Helen Docherty and Mark Beech, Do You Remember?

Faber, 2016, ISBN 978-0-571-32114- 8

'I can't do it!' in a large speech bubble. Opposite, a picture of a child learning to ride a bike, Mum and Dad in careful, enthusiastic attendance. Underneath: 'It's not easy learning to do new things' said Mum. 'But you've always got there in the end.' Then, for the rest of the book, memories of the first time the child did a whole range of things. 'Do you remember the first time you jumped with both feet together? You landed right in the middle of a puddle and Grandpa got wet! But we all cheered.' 'Do you remember the first time you sang a song?

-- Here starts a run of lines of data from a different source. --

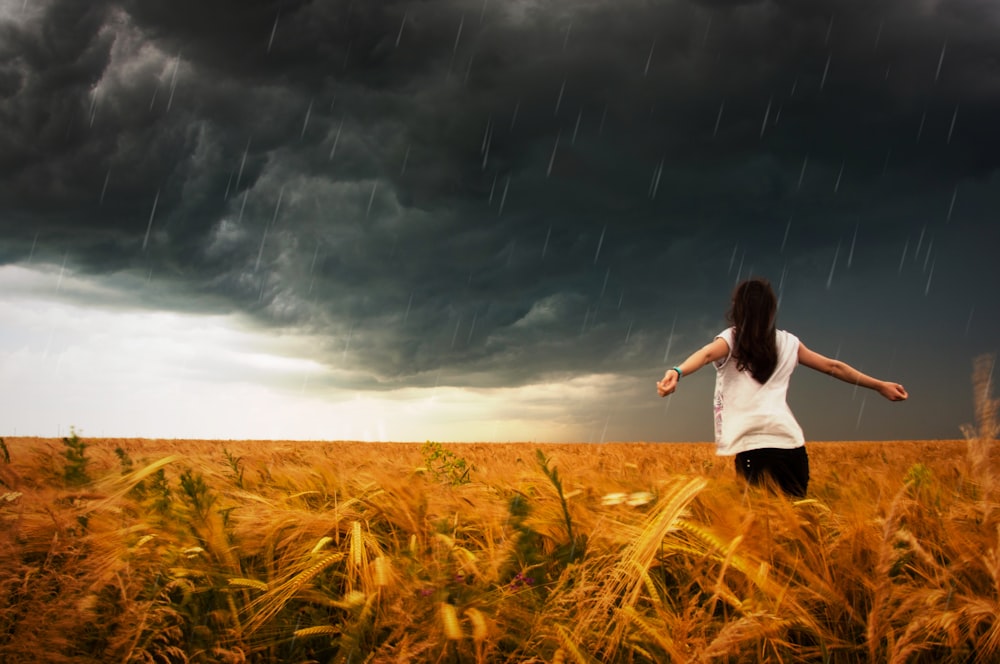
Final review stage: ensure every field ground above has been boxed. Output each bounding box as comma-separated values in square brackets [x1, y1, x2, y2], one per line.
[0, 437, 1000, 664]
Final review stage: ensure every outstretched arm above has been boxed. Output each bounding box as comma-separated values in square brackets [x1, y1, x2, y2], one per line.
[799, 342, 909, 401]
[656, 337, 729, 397]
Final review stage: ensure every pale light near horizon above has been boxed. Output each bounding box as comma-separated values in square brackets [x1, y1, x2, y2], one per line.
[0, 265, 640, 441]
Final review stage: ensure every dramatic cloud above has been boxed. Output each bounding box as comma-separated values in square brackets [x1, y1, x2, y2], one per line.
[0, 0, 1000, 438]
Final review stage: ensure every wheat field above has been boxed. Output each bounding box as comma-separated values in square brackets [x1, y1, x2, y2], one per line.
[0, 364, 1000, 664]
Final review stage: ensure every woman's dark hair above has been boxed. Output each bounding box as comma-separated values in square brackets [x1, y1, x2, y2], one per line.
[726, 278, 778, 384]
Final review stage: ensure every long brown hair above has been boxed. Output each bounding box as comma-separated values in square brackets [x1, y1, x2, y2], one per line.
[726, 278, 778, 384]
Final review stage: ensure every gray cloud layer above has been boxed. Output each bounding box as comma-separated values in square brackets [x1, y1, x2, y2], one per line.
[0, 0, 1000, 440]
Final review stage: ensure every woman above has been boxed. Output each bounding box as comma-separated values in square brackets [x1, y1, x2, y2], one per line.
[656, 279, 908, 497]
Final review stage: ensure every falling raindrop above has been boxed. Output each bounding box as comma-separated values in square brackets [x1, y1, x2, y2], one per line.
[819, 54, 833, 90]
[236, 138, 250, 191]
[826, 241, 840, 290]
[934, 39, 948, 83]
[497, 175, 510, 217]
[649, 159, 663, 199]
[267, 10, 281, 53]
[594, 224, 608, 265]
[299, 99, 313, 140]
[330, 117, 344, 160]
[365, 180, 378, 219]
[663, 314, 677, 364]
[98, 168, 111, 205]
[480, 118, 493, 171]
[642, 39, 656, 78]
[760, 97, 774, 138]
[271, 185, 285, 226]
[165, 53, 181, 111]
[396, 12, 404, 48]
[142, 189, 160, 251]
[545, 130, 562, 177]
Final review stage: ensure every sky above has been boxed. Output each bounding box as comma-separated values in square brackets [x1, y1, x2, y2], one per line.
[0, 0, 1000, 442]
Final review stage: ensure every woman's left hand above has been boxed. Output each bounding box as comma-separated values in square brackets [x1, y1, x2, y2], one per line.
[656, 369, 678, 397]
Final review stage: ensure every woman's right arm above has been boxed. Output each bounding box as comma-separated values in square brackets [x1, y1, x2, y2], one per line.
[799, 342, 909, 401]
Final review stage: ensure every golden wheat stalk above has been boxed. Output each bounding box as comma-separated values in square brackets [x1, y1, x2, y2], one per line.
[244, 551, 344, 635]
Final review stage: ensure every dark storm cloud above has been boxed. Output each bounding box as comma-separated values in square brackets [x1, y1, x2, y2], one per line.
[0, 0, 1000, 436]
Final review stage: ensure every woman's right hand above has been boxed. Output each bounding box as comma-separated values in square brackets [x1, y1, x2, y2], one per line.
[878, 381, 910, 401]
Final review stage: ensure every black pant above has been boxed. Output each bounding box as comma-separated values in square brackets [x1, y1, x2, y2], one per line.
[736, 445, 809, 498]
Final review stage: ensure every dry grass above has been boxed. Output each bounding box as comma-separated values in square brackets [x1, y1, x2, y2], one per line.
[0, 360, 1000, 664]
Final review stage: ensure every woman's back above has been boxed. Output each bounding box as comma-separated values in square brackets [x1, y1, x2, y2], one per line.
[714, 327, 805, 456]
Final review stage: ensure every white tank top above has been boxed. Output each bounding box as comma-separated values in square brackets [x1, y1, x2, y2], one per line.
[714, 328, 805, 456]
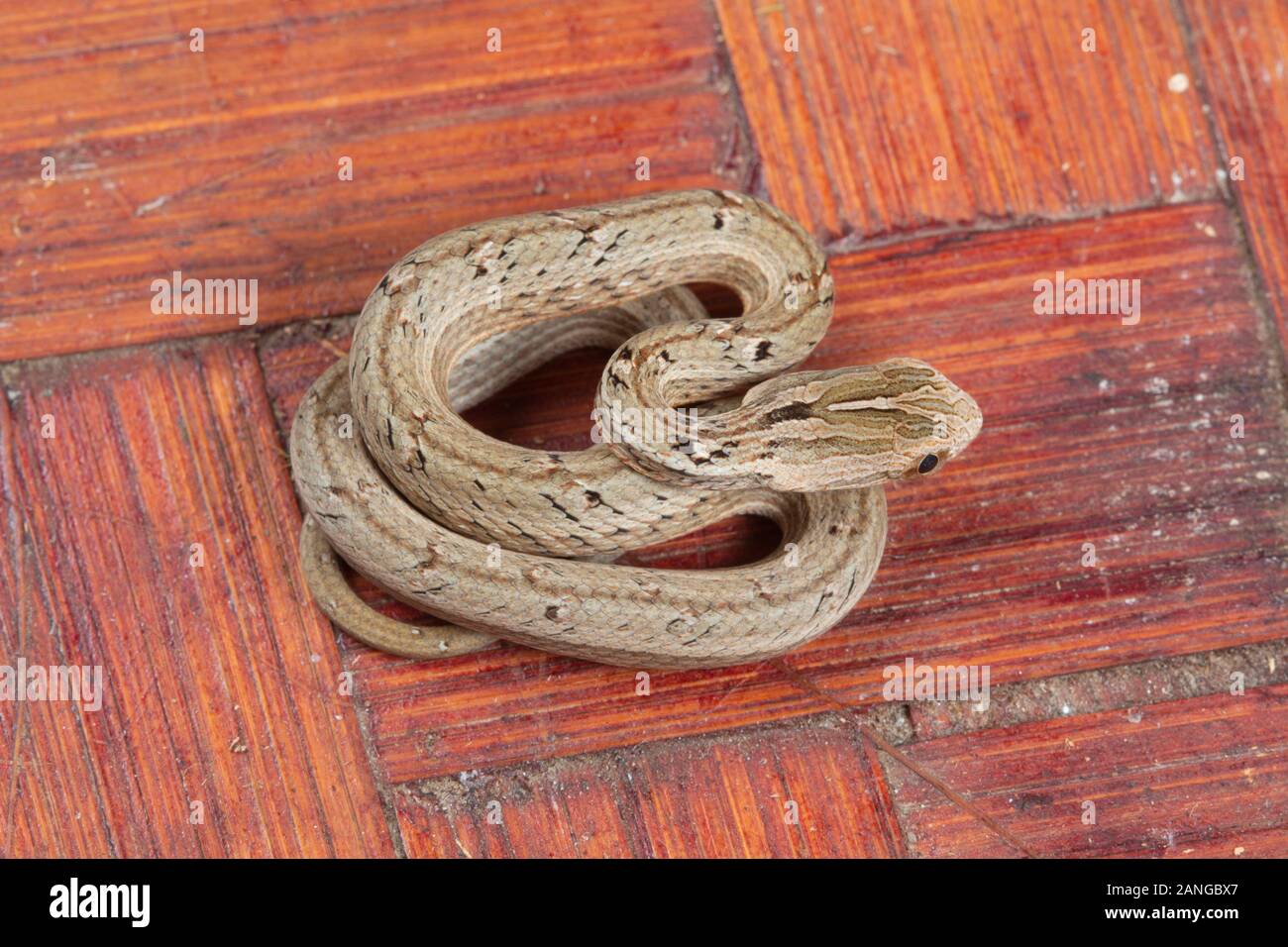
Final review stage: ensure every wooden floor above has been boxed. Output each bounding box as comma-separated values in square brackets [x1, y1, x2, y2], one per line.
[0, 0, 1288, 858]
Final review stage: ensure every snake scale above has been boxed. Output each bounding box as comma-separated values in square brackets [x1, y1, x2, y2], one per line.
[291, 191, 983, 669]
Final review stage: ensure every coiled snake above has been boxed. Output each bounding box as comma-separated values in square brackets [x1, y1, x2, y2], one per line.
[291, 191, 982, 669]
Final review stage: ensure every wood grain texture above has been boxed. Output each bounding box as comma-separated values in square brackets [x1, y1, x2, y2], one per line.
[787, 205, 1288, 702]
[717, 0, 1216, 241]
[262, 205, 1288, 783]
[0, 0, 747, 361]
[0, 343, 394, 857]
[395, 717, 903, 858]
[1182, 0, 1288, 358]
[888, 684, 1288, 857]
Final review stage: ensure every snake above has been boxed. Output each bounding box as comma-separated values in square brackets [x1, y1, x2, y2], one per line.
[290, 191, 983, 670]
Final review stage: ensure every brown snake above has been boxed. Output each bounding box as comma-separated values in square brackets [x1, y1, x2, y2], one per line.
[291, 191, 983, 668]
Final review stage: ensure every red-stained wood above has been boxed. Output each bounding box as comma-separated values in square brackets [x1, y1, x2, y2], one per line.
[773, 205, 1288, 702]
[0, 0, 1288, 857]
[0, 343, 394, 857]
[1182, 0, 1288, 358]
[254, 205, 1288, 783]
[888, 684, 1288, 857]
[0, 0, 748, 361]
[716, 0, 1216, 240]
[394, 717, 903, 858]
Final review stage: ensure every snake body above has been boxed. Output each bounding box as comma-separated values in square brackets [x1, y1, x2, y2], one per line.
[291, 191, 982, 669]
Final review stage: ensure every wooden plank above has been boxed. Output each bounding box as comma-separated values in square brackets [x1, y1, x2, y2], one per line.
[262, 205, 1288, 783]
[1182, 0, 1288, 355]
[773, 205, 1288, 703]
[395, 716, 903, 858]
[888, 684, 1288, 857]
[0, 340, 394, 857]
[0, 0, 748, 361]
[716, 0, 1216, 241]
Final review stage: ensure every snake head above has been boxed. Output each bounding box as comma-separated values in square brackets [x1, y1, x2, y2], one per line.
[742, 359, 984, 491]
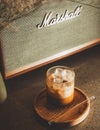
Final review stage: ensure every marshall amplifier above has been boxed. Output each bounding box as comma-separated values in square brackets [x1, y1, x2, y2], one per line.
[0, 0, 100, 79]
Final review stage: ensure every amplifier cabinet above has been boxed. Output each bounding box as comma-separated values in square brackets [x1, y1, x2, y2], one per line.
[0, 0, 100, 79]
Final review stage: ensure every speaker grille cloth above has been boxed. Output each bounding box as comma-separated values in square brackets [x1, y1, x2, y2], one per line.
[1, 0, 100, 73]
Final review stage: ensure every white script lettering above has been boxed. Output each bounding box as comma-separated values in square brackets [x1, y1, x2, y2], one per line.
[37, 6, 82, 29]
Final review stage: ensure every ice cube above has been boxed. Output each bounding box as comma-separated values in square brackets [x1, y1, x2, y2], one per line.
[53, 77, 63, 84]
[54, 68, 63, 77]
[61, 69, 68, 81]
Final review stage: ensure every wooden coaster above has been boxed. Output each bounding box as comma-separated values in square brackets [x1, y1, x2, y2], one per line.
[34, 88, 90, 126]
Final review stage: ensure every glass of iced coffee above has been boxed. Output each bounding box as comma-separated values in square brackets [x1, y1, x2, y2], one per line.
[46, 66, 75, 105]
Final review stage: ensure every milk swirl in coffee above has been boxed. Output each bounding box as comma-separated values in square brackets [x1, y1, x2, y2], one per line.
[46, 66, 75, 105]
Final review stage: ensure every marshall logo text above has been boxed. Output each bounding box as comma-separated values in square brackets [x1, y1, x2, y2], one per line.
[37, 6, 82, 29]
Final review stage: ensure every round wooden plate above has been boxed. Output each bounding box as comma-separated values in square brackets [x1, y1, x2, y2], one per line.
[34, 88, 90, 126]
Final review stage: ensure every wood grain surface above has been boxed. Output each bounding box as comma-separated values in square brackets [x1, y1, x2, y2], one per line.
[34, 88, 90, 126]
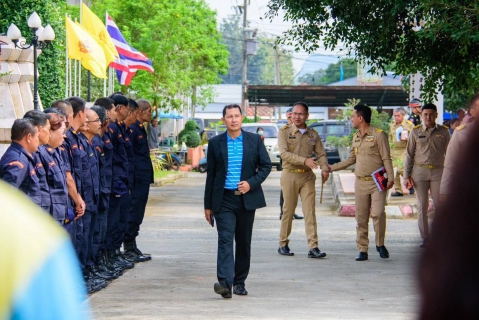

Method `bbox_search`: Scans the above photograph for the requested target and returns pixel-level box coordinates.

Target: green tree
[268,0,479,101]
[92,0,228,109]
[0,0,66,107]
[298,58,358,86]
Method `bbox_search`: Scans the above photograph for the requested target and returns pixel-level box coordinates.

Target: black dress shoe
[356,252,368,261]
[376,246,389,259]
[278,245,294,256]
[233,284,248,296]
[217,281,231,299]
[308,248,326,258]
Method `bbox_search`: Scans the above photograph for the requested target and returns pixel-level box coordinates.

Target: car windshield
[326,123,348,135]
[242,125,278,138]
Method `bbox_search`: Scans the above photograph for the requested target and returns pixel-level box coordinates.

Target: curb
[331,173,417,219]
[152,172,188,187]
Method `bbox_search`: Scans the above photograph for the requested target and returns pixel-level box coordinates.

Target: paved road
[90,171,420,319]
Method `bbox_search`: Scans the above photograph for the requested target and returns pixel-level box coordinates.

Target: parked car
[242,123,283,171]
[308,120,352,164]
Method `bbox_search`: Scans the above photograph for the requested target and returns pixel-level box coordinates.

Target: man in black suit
[205,104,271,298]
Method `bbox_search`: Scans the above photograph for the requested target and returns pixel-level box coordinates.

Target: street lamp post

Everybody on the bus got to hear you sing it over and over again.' 'Do you remember the first time you sat up on your own? I gave you a tambourine to bash but you tried to eat it instead.' After lots of such memories: 'You see .... Everything you've ever wanted to do, you've always found a way to do it.'

This is a delightful picture book - a very positive depiction of the strides a child makes in their early years, supported and encouraged by loving family members. Great for the self-esteem both of children and of parents and carers. Each double page spread shares a memory that will be familiar in most families. There is warmth and pride and humour on every page, both in the words and in the excellent illustrations, which have a character all of their own, but are also somewhat reminiscent of Quentin Blake and Tony Ross. (And how very pleasing that the gender of the child is really not clear.)